Like the noble Lord, Lord Cotter, I have been very impressed by the potential offered by Post Office Local. Up to 2,000 Post Office Locals may be coming forward in the next few years, offering the great majority of services that are available in a Crown post office. They will be able to offer the customer a much better deal because they will be open during shop hours. One knows that many of the shopkeepers, who are often from minority communities, work very long hours and their shops remain open long hours—and so, of course, will the post office services offered by Post Office Local. This is perhaps one of the brightest and most optimistic scenes on the horizon. It will make post offices a good deal more viable than they have been. However, post offices also need new business. I have been impressed by what I have heard about the plans—in some cases these are already being trialled—to let these post offices offer identity services, as it were. They can check identity through biometric photographs and this service is already being used by the UK Border Agency. There must be government departments which could make good use of such services. I hope that my noble friend on the Front Bench can expand on that.

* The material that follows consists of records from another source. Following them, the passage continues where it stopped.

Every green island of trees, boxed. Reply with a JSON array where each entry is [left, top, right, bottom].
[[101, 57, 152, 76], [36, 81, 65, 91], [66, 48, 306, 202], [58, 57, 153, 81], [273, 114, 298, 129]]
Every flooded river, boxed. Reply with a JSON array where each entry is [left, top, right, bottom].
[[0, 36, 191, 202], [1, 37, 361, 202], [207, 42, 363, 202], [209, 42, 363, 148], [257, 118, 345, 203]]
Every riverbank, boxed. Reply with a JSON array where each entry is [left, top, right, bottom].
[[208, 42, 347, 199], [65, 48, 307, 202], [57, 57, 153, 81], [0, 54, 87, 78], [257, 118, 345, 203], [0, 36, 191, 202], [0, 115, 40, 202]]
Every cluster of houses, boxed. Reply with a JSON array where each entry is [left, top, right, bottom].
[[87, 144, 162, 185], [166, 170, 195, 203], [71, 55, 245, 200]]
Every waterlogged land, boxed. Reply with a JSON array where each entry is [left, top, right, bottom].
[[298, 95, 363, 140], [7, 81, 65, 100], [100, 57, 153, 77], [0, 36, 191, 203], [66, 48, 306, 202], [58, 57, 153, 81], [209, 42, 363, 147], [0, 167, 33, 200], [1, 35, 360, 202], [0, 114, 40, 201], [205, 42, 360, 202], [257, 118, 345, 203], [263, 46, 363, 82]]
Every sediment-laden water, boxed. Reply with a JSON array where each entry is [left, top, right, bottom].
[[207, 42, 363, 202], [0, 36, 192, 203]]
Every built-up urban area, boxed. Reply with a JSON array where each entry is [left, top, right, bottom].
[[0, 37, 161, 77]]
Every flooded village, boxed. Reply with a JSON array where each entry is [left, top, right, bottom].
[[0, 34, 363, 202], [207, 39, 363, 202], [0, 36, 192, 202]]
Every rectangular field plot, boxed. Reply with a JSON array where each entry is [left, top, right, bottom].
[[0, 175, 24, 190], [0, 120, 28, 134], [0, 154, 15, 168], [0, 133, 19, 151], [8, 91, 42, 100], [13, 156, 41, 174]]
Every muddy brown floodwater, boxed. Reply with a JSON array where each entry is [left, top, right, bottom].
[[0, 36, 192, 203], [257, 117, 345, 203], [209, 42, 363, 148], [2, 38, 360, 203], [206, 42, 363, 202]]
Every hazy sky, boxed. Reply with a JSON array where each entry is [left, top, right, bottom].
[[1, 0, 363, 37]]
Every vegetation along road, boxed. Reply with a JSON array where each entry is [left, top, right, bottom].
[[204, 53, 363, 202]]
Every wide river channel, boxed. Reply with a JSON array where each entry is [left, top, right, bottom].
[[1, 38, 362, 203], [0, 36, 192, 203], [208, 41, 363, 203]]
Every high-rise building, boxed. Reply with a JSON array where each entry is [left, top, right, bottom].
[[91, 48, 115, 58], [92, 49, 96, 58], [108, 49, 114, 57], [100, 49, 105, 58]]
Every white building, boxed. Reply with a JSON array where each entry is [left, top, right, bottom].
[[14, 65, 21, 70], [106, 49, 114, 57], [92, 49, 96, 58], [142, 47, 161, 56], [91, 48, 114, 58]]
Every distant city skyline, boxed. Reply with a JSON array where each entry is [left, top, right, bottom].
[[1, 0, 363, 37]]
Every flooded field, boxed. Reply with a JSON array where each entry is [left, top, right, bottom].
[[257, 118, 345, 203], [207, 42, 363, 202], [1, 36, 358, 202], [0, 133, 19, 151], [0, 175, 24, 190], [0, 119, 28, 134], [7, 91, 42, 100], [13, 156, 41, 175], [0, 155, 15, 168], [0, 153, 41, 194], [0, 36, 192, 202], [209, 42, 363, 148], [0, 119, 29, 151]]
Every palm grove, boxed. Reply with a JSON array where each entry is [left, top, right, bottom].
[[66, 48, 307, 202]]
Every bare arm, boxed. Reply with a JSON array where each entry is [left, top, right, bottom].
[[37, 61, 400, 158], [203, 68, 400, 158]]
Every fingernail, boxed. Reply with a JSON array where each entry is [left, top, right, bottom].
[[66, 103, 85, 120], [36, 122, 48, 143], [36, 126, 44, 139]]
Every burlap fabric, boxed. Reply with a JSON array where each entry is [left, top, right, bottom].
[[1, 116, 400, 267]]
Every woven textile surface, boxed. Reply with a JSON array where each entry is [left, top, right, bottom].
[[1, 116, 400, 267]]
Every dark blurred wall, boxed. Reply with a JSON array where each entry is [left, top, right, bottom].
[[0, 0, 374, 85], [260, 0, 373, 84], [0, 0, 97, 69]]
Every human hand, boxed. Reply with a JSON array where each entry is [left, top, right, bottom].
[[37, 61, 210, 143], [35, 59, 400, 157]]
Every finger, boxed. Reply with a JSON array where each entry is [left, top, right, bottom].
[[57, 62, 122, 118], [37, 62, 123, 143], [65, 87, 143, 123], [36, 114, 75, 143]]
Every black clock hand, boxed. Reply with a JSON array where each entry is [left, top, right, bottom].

I too have talked with the chief executive and was impressed by what she had to say about the range of services which need to be available in post offices. This will require investment and nobody is going to pretend that Post Office Ltd will become a fully self-sustaining business; it cannot. It will continue to require support, and everybody has recognised that. However, it seems to me that if it is given the freedom to expand into new areas and the Government support it through government departments using its services, thus enabling it to be, as it were, the front office for government, there is every chance that the post office network will survive and prosper in a way that it has not done in recent decades. Therefore, I very much support what is being planned.
I accept the argument that my noble friend put forward when we were discussing a previous amendment —that some of the proposals we are putting forward may not be necessary, but no doubt we will hear about that. In the mean time, I very much congratulate the Government on the efforts that have been made to make Post Office Ltd a more viable business than it has been in the past.